Early stage: During the work, the affected limb has aches and fatigue that go away at night and on days off. No decline in work quality is observed.

Intermediate stage: Aches and fatigue start early in the workday and continue into the evening. Decreased ability to do repetitive tasks is observed.

Late stage: At rest, there is still pain, exhaustion, and weakness. The individual is unable to sleep or carry out simple tasks.

 

Not everyone experiences these phases in the same manner. In fact, it could be challenging to pinpoint precisely when one stage ends and the next one starts. The initial discomfort is a warning that the muscles and tendons need to rest and heal. Otherwise, the damage may worsen and occasionally become irreparable. People should react to symptoms as soon as they appear.

How can WMSDs be recognized?


WMSD evaluation includes a look at workplace dangers. The evaluation procedure starts with a discussion about the individual’s occupation and includes a thorough breakdown of all the steps that make up an average workday. Each task carried out at work is considered, including its frequency, intensity, duration, and regularity.

WMSDs can be definitively diagnosed by using laboratory and technological tests to identify nerve or muscle injury. Electromyography (EMG) and nerve conduction velocity (NCV) are two such tests. X-rays and magnetic resonance imaging (MRI) offer images of tendons, ligaments, and muscles and enhance the accuracy of the diagnosis.

Treatment methods for WMSDs


Several methods are used to treat WMSDs, including the following:

  • Limitations on movement
  • The use of heat or cold
  • Exercise
  • Medications
  • Surgery

Limitations on Movement

Avoiding the actions that caused the injury is the first step in treating WMSDs. Work limitations are frequently needed. In some circumstances, switching jobs should be taken into consideration.
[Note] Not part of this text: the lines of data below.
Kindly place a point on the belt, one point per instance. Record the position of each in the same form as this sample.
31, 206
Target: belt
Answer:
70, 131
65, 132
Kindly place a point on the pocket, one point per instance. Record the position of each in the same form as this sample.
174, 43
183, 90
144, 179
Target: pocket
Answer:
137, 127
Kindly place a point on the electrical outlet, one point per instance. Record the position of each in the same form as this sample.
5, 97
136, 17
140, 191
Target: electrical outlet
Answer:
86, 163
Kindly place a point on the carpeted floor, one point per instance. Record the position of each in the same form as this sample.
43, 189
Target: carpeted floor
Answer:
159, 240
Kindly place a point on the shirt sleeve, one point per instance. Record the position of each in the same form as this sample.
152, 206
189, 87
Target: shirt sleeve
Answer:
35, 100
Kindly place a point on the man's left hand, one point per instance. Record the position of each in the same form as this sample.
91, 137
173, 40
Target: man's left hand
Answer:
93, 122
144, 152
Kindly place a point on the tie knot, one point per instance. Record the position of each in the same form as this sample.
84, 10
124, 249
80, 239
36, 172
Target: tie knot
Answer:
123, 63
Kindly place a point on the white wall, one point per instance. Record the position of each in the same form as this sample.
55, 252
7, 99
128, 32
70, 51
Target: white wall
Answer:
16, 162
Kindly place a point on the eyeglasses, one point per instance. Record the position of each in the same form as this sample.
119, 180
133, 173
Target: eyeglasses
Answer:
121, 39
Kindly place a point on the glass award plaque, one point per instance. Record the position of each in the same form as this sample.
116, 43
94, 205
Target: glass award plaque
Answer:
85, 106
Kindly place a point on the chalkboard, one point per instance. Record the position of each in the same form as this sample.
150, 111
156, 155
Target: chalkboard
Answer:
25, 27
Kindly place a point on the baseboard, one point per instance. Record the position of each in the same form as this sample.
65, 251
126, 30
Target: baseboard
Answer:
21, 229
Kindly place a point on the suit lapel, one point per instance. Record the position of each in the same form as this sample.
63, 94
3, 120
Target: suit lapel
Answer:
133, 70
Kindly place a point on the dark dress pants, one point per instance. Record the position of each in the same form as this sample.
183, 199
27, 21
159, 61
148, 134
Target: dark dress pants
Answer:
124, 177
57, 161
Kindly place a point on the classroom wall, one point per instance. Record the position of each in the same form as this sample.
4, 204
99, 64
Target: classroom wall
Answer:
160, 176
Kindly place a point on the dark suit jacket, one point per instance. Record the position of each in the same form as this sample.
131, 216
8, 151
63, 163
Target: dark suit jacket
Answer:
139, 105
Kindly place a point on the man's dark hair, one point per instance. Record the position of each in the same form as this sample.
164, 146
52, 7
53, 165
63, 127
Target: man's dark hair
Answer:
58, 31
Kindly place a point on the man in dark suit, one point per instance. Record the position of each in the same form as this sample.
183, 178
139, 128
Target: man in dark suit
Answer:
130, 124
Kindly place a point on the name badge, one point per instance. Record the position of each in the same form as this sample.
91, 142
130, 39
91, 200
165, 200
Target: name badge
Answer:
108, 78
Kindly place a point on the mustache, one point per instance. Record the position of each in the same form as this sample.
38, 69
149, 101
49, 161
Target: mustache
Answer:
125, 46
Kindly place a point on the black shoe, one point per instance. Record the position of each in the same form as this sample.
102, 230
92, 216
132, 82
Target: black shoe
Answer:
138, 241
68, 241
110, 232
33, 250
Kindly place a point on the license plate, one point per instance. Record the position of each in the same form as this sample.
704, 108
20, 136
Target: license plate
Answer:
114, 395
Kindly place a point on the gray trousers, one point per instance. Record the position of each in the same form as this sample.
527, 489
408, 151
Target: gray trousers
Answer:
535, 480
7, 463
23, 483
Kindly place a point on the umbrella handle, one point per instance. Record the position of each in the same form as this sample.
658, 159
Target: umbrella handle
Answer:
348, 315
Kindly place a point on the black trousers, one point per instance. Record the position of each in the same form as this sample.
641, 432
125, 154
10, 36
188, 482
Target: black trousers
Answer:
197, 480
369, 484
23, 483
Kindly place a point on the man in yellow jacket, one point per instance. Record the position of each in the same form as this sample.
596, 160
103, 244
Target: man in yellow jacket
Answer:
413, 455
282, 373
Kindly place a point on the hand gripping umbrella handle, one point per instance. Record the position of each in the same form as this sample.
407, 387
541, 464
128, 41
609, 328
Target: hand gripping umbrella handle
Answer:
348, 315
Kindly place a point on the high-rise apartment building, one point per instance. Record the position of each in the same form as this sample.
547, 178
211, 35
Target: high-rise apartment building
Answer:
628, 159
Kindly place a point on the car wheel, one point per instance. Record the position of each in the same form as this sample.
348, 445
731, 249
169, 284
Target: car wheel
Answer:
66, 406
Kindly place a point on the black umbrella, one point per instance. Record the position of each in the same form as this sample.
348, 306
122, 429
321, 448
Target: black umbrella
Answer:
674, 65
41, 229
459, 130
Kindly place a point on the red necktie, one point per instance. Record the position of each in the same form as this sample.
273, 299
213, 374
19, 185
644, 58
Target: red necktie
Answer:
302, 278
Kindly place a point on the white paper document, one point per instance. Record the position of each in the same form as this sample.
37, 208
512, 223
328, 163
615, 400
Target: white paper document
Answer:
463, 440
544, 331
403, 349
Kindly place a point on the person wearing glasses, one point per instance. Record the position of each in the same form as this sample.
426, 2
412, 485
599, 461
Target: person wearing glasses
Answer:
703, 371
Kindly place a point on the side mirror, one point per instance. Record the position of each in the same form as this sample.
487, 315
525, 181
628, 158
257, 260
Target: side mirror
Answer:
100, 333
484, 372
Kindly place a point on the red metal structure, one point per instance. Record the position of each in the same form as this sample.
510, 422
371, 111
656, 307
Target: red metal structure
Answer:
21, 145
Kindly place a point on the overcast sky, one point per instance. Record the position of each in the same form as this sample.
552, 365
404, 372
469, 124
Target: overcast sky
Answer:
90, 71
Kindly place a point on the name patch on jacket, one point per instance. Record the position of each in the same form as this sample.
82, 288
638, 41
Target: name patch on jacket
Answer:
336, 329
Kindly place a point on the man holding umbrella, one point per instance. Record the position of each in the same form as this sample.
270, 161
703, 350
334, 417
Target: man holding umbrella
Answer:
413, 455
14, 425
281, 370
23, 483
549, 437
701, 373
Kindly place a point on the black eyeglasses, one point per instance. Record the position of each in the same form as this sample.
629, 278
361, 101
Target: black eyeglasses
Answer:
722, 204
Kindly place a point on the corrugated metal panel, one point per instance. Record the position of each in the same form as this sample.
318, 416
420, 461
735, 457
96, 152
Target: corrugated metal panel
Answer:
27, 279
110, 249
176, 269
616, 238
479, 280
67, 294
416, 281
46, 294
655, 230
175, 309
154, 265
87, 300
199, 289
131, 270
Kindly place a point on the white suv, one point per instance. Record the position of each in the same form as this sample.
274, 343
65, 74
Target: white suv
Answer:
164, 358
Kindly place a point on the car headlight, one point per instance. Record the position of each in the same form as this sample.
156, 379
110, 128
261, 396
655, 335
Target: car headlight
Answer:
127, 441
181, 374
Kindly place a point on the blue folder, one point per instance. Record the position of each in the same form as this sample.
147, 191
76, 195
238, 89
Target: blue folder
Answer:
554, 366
In addition, a splint can be used to limit motion or immobilize the afflicted joint. However, splint use in occupational settings calls for utmost caution. Splints have the potential to do more harm than good if misused. Splints are typically used for one of two purposes: to mechanically support a joint when the joint is subjected to an excessive load or to limit the movement of the injured joint.

Splints shouldn’t be employed as mechanical support for the joint in an occupational setting. The excessive load on the joint should be avoided in the first place. The work activity that produced the injury must be ceased or changed for the use of splints to immobilize an injured joint to be successful. If the harmful work is continued, the individual risks hurting other joints that have to make up for the splinted one.

The use of heat or cold

Applying heat or cold tends to reduce discomfort and accelerate healing.

For wounds and inflammations (tissues that are swollen, red, hot, and inflamed), the use of cold is advised since it lowers pain and swelling. In case of muscle pain (spasms), the use of ice is not recommended since the cold temperature would cause the muscle to constrict even more.

Ice should only be applied to sore muscles for a brief period after the damage has happened. For the easing of muscle pain, heat is advised. The heat helps the removal of lactic acid buildup by increasing blood flow. However, heat is not advised for injuries with substantial edema and inflammation.

Exercise

Stretching is advantageous because it increases circulation and eases tension in the muscles. However, people with WMSDs should speak with a physical therapist before exercising. If not correctly planned, stretching or exercise regimens can worsen the damage.

Medications and Surgery

Anti-inflammatory medications help lessen inflammation and pain. If all other measures are unsuccessful, the doctor may try more complex therapies or surgery.